I love those Tualatin Celerons. They rocked!!! The history of the Celeron CPU has had high and low points.
LOW
Original Celeron 266/300MHz with no L2 cache - decent overclocker but weak performance.
HIGH
Celeron 300a-533 with 128k full speed L2 cache - lower speed grades had some awesome overclockers and full speed cache meant great performance versus P2/P3 SECC/SECC2 with ½ speed 512k cache.
MEDIUM
Celeron 533a-1.1 - Coppermine version had some awesome overclockers. I've had a 533a that did 800 at default voltage. Few friends had 566@850. I had a few 800@1066. One friend had a 900@1200. Sure, a bit weak versus P3, but a good bang for the buck (like the slut down the street).
HIGH
Celeron 1.0a-1.4 with 256k cache - Tualatins were awesome. The slower ones, again, were the better overclockers.

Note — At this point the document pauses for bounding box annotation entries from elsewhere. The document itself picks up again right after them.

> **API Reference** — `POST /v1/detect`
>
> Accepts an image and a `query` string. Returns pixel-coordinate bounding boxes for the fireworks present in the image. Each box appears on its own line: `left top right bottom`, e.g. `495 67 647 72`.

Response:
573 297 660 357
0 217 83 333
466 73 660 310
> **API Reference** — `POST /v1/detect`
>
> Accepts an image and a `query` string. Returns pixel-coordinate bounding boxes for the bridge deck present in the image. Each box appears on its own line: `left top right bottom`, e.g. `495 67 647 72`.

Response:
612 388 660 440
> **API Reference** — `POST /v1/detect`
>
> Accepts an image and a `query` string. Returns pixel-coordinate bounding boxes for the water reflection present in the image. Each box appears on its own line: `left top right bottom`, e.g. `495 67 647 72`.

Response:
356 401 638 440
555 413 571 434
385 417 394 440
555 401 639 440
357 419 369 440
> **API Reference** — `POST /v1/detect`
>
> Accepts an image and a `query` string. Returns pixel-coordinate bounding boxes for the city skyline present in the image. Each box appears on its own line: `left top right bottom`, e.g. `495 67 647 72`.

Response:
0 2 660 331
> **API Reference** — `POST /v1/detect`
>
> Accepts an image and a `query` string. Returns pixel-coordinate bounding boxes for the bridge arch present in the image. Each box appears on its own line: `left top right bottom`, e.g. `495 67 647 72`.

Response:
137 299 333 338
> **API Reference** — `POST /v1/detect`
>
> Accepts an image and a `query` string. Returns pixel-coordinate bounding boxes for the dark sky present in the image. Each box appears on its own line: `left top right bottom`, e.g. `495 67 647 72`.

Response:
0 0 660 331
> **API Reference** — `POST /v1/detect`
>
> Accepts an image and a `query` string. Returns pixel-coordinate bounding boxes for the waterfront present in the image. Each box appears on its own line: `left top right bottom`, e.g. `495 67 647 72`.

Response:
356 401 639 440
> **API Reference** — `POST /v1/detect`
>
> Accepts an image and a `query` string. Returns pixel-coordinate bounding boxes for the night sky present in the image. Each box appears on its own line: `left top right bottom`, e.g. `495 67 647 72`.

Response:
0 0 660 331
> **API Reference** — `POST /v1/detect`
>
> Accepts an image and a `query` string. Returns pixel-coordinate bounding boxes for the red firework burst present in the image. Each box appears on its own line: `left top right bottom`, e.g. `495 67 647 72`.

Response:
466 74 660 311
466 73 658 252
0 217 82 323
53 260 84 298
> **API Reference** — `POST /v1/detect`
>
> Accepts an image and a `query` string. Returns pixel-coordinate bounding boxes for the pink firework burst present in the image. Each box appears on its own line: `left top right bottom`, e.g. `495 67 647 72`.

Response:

They had the same amount of cache as the regular P3 chips, only bested by the "server" P3 chips with 512k cache. Basically, if the P4 wasn't around at so much higher clock speeds (let alone AMD chips), the Tualatin Celeron would have almost been the chip of choice.
LOW
Celeron 1.7-1.8 - These Willamette chips could overclock a bit, but were considered pretty weak in performance. Kinda like the original no-cache chips.
MEDIUM-LOW
Celeron 2.0-2.8 - The Northwood version is considered pretty weak, but the lower clock ones could overclock like champs. This made the "not as bad as" the Willamette chips.
MEDIUM ???
Celeron D - What will the Prescott version bring us? I've already heard that it doesn't suffer as much performance deficit versus P4 Prescott as the Northwood Celeron suffered against the P4 Northwood. It has already been shown to overclock decent. Kinda remeniscent of the Coppermine Celeron versus P3. It is slower enough that it doesn't cut into the sales of the higher end chip, yet it has just enough oomph to not be totally outclassed.